FriendsI’m depressed. Or rather, my 1985 self is depressed. My diary today is a stark and rather maudlin list of the names of eight good friends I’m about to leave behind – probably forever*. I’m getting ready to go back to university in Hull, but more importantly – now that they have successfully launched me from the family nest – my parents are in the process of upping sticks and moving house from rural Norfolk to the bright lights of the Bavarian capital, Munich. Once they move, ‘going home’ will never be the same again.

The eight names are like a roll call of the lost.

Keep in touch, maybe? Send letters? Ridiculous. At 19, the very idea was embarrassing – and how did you put pub banter in writing anyway? The occasional phone call? No chance. No access to a phone and no money for calls either.

No, all is lost. Might as well forget them all now and be done with it.

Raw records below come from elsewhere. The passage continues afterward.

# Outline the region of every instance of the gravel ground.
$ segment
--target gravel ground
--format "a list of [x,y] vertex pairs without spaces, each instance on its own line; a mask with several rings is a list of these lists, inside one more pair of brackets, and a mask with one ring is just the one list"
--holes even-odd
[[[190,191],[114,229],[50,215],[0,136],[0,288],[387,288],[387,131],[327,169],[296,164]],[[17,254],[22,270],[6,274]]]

Facebook: compare and contrast.

Life these days couldn’t be more different. Facebook and other social tools mean that losing contact is almost more difficult than maintaining it, and relationships can seemingly be sustained with much larger numbers of people. According to an April 2013 study by Stephen Wolfram,  the median number of friends per person on Facebook has now reached the dizzy heights of 342. This number varies with age of course, with younger users having substantially more ‘friends’ than those in older age groups.

The people we ‘friend’ on Facebook change with age too. Most of our friends in our younger years tend to be about our own age – then as we get older we start branching out a little. Wolfram also explains why it is that so many of our friends appear to have more friends than we do – a real world phenomenon called the friendship paradox.

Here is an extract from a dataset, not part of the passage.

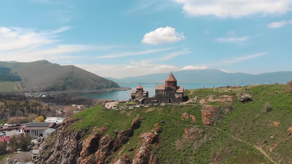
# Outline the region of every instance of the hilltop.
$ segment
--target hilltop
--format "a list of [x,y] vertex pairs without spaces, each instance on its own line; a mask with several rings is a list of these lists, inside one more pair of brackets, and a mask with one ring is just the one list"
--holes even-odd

Facebook even means people can make relatively intimate contact in anticipation of possible future friendship – say, hooking up online before going somewhere new – perfect for today’s university newbies.

It seems numbers of friends may be important for reasons other than notional popularity too – the more friends you have, the more money you’re allegedly likely to earn. In 2009, the BBC cited a 35-year study of 10,000 US students which suggested that the most financially comfortable in later life were those that had the most friends when they were at school. Each extra friend added a not insignificant 2% to their future salary.

Robin Dunbar

Robin Dunbar

But friendship surely isn’t a numbers game.  And is it really possible to have active friendships with the hundreds of contacts that Facebook encourages? Enter British anthropologist Robin Dunbar, who proposed a hard-wired limit to the number of people with whom we can maintain stable social relationships – an idea popularised as Dunbar’s number. The most oft-quoted Dunbar figure is around 150 – way below Wolfram’s median of about 400 friends for Facebook users in their early twenties.

The obvious conclusion is that what’s happening on Facebook (and elsewhere) isn’t friendship in its traditional sense, but a set of relationships built more loosely around values like mutual awareness and availability. As a result, it’s perhaps unsurprising that Facebook and (more effectively) Google+ have both introduced ways for us to group friends according to the kind of relationship we want to have with them. In other words, they’re facilitating their users’ retreat to something closer to Dunbar’s number.

Of the eight friends I left behind in 1985, the absence of social media combined with our collective male apathy meant that I eventually lost touch with all but one. I’m sure the current crop of Facebook users will fare far better, but the jury’s still out on whether they’ll be able to maintain the extraordinary pace they’ve set themselves.

*In fact, it turned out to be about 23 years, but I wasn’t far wrong, so let’s not split hairs.